While every death or injury is a tragedy, the enormously lopsided casualty figures are proof that this is not an even playing field for both parties. Israel is the occupier, with the world’s fourth-largest army supplied by the U.S. government, provoking and relentlessly bombing a small strip of land that they have lain siege to for the past six years, to which they control nearly all entry and exit by sea, air and land.
Largely protected from Palestinian retaliation by its U.S.-taxpayer-funded “Iron Dome” missile defense system, Israel set in motion its pre-planned “do over” against Gaza. On Nov. 14 it broke a two-day ceasefire by assassinating perhaps the only man capable of maintaining that ceasefire, Ahmed Al-Jabari, the head of the Hamas military wing. Israeli peace negotiator Gershon Baskin reports that Al-Jabari had just received a proposal for an extended cease fire with Israel hours before he was killed.

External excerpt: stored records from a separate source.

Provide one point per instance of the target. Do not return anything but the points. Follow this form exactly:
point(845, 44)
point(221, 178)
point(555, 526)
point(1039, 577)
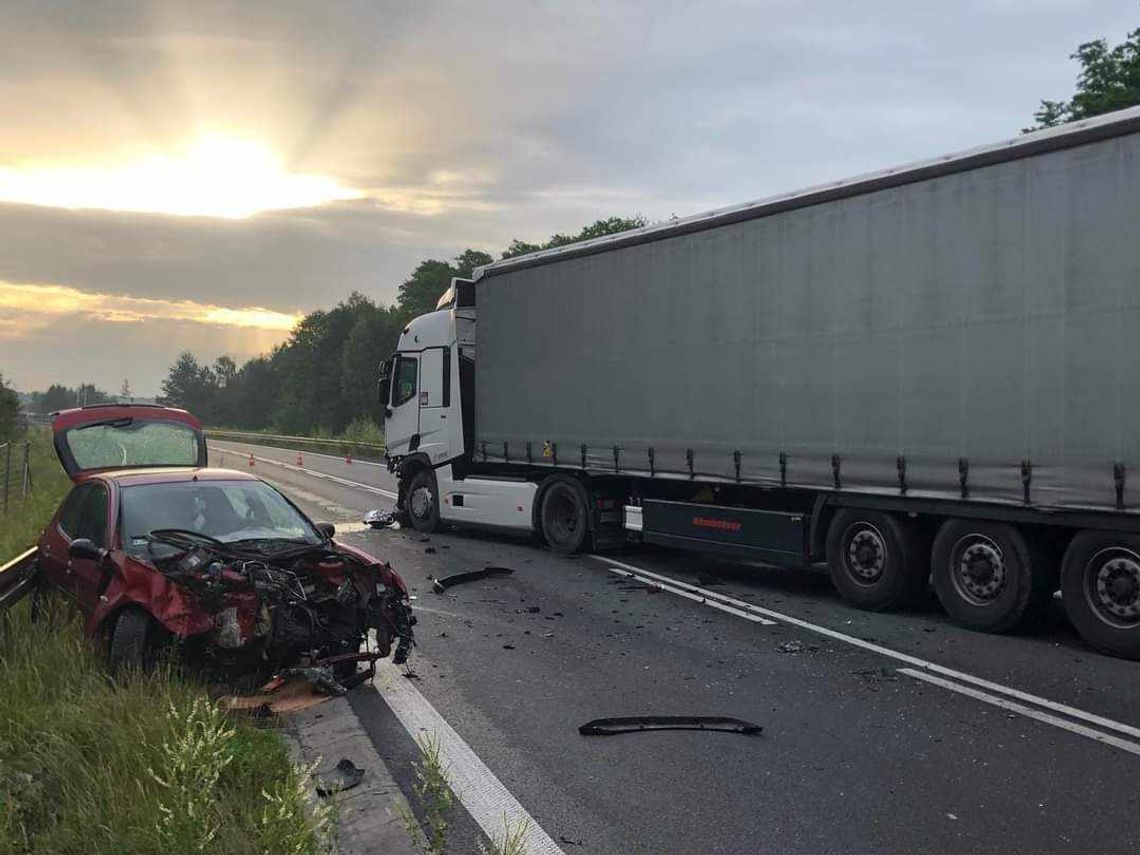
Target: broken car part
point(440, 585)
point(344, 776)
point(635, 724)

All aspects of civilian life were targeted, including schools, homes and infrastructure. It does not matter how sophisticated Israel’s “precision” weapons are, the 1.7 million people living in the densest place on earth were at enormously greater risk of death and injury than anyone in Israel who might be threatened by the primitive rockets of Hamas.
The Gaza that we saw right before this assault was inspiring because of the creative resistance of the people, yet heartbreaking because of the needless suffering they must endure. We were fortunate to leave before the major bombardment began and we can only imagine the chaos and terror of the the people who were so hospitable to us.
As we write, a ceasefire is in effect that we fervently hope will last. But whether or not it does, we call on Republicans and Democrats alike to stop pouring billions of our tax money into the Israeli military machine which clearly has committed human rights abuses with U.S.-supplied weapons. The U.S. and Israel must stop trying to solve a political problem through military force, end the siege of Gaza, and stop sabotaging all efforts to negotiate a just solution in accordance with international law.
Tsela Barr and Michele Bahl are members of Madison-Rafah Sister City Project.